Hyte stared at Mason, working it out. “That explains the raid of the terrorist group. However, it doesn’t fit. Why would he kill and not publicize what he’s doing?”
“Give it up!” Mason growled. “We lost, McPheerson and Conner won. Three undercover cops from the subversive activities squad overheard the suspect call himself Allah’s Messenger of Death.”
“He’s not Samael!” Hyte shouted, his fist exploding on the desk.
“He said he was th
e messenger of death, sent to avenge his brother’s betrayal. There’s also firm evidence linking him with the Prestone bombing.”
“I want to see him.”
“Ray,” Mason said, shaking his head. “Where are they holding him?”
“In a security room. Don’t butt heads with McPheerson, no matter what you think, unless you want to spend the rest of your time working Bed-Sty.”
“I don’t give a fuck where he sends me as long as I get to speak to this man. I’ll know if he’s Samael after that.”
“You’re obsessed, Ray.”
“Did McPheerson find the crossbow and the poison? Of course not,” he said when Mason didn’t reply. “And they won’t be found either. Phil, we’re running a parallel investigation, authorized by the mayor and approved by the PC. We have an obligation to speak to the prisoner. And if he’s not Samael, we’ve still got a case.”
“Ray, it’s over.”
“Not yet! Not until I talk to him.” Then he smiled. “Coming?”

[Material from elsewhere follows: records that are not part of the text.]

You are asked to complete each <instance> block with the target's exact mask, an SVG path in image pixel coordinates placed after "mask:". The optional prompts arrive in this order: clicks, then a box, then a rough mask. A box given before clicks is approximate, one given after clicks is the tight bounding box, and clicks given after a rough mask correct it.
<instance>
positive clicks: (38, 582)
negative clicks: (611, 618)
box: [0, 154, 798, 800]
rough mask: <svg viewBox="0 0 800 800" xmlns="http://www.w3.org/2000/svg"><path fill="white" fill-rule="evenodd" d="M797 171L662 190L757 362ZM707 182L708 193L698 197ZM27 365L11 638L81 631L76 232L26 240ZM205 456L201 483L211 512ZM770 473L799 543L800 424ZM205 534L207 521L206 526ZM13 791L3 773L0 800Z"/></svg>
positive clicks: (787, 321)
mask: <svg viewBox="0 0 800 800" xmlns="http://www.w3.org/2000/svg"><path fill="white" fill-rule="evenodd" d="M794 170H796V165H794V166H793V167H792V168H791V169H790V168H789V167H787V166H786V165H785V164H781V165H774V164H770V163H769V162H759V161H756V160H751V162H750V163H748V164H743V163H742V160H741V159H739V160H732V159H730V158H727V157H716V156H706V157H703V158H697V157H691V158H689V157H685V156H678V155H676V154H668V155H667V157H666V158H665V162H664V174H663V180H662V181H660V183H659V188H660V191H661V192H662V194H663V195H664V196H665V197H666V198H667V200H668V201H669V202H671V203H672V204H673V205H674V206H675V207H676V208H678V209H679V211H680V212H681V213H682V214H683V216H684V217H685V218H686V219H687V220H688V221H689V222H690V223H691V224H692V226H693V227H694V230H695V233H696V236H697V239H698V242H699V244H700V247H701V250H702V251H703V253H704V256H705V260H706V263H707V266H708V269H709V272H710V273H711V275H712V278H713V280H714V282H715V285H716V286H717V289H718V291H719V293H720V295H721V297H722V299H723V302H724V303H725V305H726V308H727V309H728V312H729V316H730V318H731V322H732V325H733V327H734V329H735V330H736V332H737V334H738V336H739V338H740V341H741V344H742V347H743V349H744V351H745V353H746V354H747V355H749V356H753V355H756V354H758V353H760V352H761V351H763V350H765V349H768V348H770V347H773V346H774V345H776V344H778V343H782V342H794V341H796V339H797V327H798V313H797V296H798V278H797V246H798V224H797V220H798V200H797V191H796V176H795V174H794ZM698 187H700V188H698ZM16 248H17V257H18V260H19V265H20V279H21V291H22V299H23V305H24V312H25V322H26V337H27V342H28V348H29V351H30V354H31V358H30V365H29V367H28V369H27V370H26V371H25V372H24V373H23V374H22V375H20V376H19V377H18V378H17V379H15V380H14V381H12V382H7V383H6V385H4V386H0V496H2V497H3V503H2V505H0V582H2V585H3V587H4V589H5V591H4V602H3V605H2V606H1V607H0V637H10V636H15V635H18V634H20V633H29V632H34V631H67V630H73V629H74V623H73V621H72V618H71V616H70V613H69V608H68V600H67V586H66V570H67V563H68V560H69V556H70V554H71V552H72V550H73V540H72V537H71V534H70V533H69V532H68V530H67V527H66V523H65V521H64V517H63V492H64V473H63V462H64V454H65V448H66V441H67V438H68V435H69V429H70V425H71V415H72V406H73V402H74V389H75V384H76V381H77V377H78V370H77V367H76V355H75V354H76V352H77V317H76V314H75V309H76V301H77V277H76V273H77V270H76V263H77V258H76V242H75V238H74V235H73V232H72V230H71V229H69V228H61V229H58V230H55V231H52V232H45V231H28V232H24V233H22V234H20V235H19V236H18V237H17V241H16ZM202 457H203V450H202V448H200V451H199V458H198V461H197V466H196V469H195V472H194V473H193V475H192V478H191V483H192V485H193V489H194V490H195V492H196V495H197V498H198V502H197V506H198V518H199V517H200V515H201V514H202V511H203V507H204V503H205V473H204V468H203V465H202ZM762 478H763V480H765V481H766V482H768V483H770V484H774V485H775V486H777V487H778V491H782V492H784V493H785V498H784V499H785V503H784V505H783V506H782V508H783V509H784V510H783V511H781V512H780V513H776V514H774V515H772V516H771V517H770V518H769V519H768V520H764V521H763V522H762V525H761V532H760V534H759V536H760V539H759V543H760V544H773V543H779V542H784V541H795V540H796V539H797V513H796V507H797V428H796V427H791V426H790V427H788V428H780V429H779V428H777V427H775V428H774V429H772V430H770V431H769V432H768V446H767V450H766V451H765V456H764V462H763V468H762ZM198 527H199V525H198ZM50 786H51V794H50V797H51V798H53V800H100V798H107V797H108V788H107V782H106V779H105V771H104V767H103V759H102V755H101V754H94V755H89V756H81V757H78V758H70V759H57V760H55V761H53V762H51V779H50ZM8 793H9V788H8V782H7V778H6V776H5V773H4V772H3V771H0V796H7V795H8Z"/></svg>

They found McPheerson sitting on the corner of a desk in Internal Affairs, holding court. Hyte let Mason take the lead.
“Chief McPheerson,” Mason said formally, “we would like to speak with the suspect.”
McPheerson looked at him suspiciously. “Why is that, Chief Mason?”
“There are questions that concern a parallel investigation involving terrorist groups. And, as that case is being coordinated by Lieutenant Hyte, I require his assistance.”
“Really?” McPheerson asked, turning to look at Hyte.
“Why is it that I’m unaware of this, ah, parallel investigation?”
Mason kept his face expressionless. “You are unaware because it’s the covert operation being run by my department, investigating the suspected kill-for-hire hit men that you approved the budget on. There have been eyes-only follow-ups.”
“Bullshit, Mason,” McPheerson barked. He turned to Hyte. “You don’t think he’s the killer, do you, Lieutenant?”
“I didn’t say that.”
“You didn’t have to. I don’t like you, Hyte, and I don’t like the way you work.”
Hyte fought the dark rage McPheerson’s words set off.